The situation could have played out in a million different ways, many of them negative or even neutral, but that’s an amazing outcome.
I get goosebumps just typing it out. At first I thought it was new dad emotions kicking in, but this is probably the 27th time talking/writing about this experience in some capacity, so I’d think that would have worn off by now.
Beyond just being so happy for the frustrated camper and the student who stood up for them (and their should-be-proud parents), it got me thinking about something we need to talk about more.
“Everyone learns differently.”
Every student can learn
Every student can learn...it’s just that the things they can learn and the way in which they learn them might be a little different than the next person. The speed they learn something is also different. The way they express what they know is different, and so on...
This isn’t a new observation, but it’s an important reminder we aren’t all cookie cutter robots just walking off the assembly line with the same parts and makeup.
It also points to the value of having the opportunity to learn in different atmospheres. Some kids are straight A students, but others might flourish in a one-on-one online tutoring capacity, in a small group at summer camp, or even just online on their own.
And in terms of what we learn? One can excel in math but have a little more trouble with something like English. Or, they might just struggle with all of the traditional school subjects, but when exposed to something like coding or robotics, they’re quick to pick up new skills.

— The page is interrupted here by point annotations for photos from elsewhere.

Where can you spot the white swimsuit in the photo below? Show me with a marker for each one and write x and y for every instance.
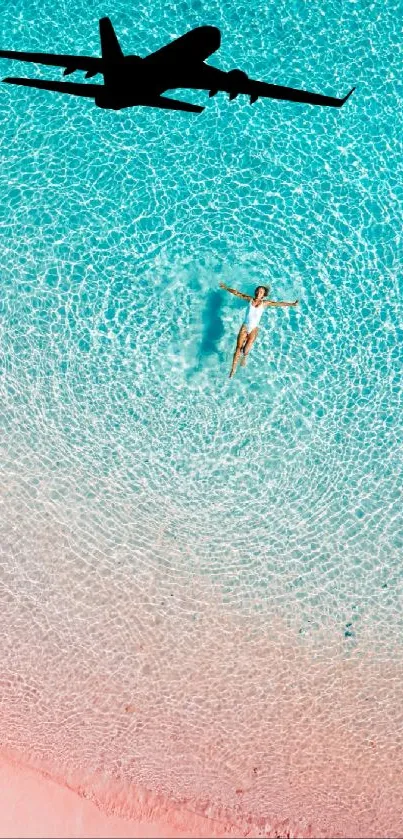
(252, 316)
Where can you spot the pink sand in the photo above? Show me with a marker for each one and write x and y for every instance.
(32, 805)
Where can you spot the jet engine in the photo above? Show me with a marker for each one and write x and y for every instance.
(236, 83)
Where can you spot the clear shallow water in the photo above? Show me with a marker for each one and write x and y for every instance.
(132, 465)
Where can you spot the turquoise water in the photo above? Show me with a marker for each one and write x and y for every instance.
(283, 484)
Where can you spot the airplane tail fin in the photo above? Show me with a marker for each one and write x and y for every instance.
(110, 48)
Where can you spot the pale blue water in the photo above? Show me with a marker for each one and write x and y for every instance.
(116, 229)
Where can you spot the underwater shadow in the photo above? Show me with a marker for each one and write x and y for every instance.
(213, 327)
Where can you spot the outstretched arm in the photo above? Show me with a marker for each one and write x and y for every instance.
(234, 291)
(279, 303)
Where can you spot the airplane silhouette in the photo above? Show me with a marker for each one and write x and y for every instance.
(130, 80)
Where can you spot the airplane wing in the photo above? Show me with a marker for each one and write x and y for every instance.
(290, 94)
(96, 91)
(74, 89)
(172, 105)
(236, 82)
(194, 46)
(71, 62)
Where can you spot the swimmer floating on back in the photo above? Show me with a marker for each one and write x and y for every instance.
(249, 329)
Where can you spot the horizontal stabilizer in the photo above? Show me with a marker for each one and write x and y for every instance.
(73, 88)
(348, 96)
(73, 62)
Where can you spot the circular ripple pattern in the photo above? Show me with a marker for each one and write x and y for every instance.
(201, 578)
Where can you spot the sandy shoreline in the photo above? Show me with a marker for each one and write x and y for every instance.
(33, 806)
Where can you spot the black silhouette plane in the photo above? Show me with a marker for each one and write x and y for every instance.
(130, 80)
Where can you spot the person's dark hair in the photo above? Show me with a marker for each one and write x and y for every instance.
(265, 289)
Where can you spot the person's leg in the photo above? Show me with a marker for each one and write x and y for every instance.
(250, 339)
(241, 341)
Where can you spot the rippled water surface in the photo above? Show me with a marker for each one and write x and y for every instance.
(159, 519)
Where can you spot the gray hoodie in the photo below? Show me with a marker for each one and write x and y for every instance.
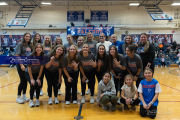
(108, 89)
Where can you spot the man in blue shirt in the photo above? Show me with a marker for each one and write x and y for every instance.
(117, 43)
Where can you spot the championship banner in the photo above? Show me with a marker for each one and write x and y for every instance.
(82, 31)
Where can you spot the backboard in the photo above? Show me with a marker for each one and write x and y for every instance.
(18, 22)
(161, 17)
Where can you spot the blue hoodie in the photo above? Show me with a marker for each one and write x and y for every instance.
(118, 45)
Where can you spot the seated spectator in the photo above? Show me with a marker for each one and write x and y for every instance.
(167, 61)
(161, 52)
(178, 55)
(161, 46)
(174, 57)
(163, 61)
(167, 51)
(1, 51)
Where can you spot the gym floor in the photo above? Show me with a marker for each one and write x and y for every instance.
(168, 109)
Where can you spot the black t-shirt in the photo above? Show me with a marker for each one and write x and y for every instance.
(55, 66)
(85, 62)
(68, 66)
(105, 64)
(122, 63)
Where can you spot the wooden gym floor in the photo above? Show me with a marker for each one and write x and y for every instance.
(168, 109)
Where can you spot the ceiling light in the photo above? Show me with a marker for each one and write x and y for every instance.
(175, 4)
(134, 4)
(3, 3)
(46, 3)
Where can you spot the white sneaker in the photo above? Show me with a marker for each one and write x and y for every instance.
(67, 102)
(41, 92)
(88, 92)
(59, 92)
(75, 102)
(31, 103)
(50, 101)
(19, 100)
(35, 94)
(83, 99)
(77, 91)
(25, 98)
(92, 99)
(37, 103)
(118, 102)
(56, 101)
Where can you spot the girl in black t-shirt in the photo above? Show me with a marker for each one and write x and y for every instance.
(70, 68)
(87, 67)
(53, 71)
(102, 62)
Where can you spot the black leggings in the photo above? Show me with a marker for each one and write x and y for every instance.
(23, 81)
(136, 102)
(119, 82)
(151, 112)
(42, 77)
(33, 87)
(91, 77)
(99, 75)
(52, 80)
(72, 85)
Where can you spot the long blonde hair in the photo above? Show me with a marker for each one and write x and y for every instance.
(50, 43)
(132, 85)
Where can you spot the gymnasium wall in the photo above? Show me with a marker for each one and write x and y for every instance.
(135, 20)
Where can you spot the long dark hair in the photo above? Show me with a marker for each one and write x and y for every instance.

Of course, some students are diagnosed with autism, ADHD, or other learning differences. While I don’t personally have experience parenting a child with these differences, I do talk to other parents, and we see a ton of kids go through our summer programs (50,000 students per summer!). I’ve heard coding is an ideal subject for LD students given its black or white nature, and have read that the rigor of programming and robotics makes for good experiences with ADHD students—given their gift to sustain energy through laborious tasks.
The fact that these disciplines are regularly used to solve real-world problems also plays into the creative nature of the ADHD camper. Our staff are also specially trained on how to keep students focused, and how to recognize when students need to take a break. We also teach them fun games to make sure students get a robust, balanced summer camp experience.
Anyway, I don’t intend for this to be an iD Tech advertisement—I’m just speaking to the facts I know and am close to, in order to show that school success/failure shouldn’t be the only gauge of a student’s capacity to learn.
And, as an adult, I’m still learning.
I’m learning that yeah, while kids can say the darndest things, they can also be incredible teachers of simple facts, reminding us that we all walk a different path.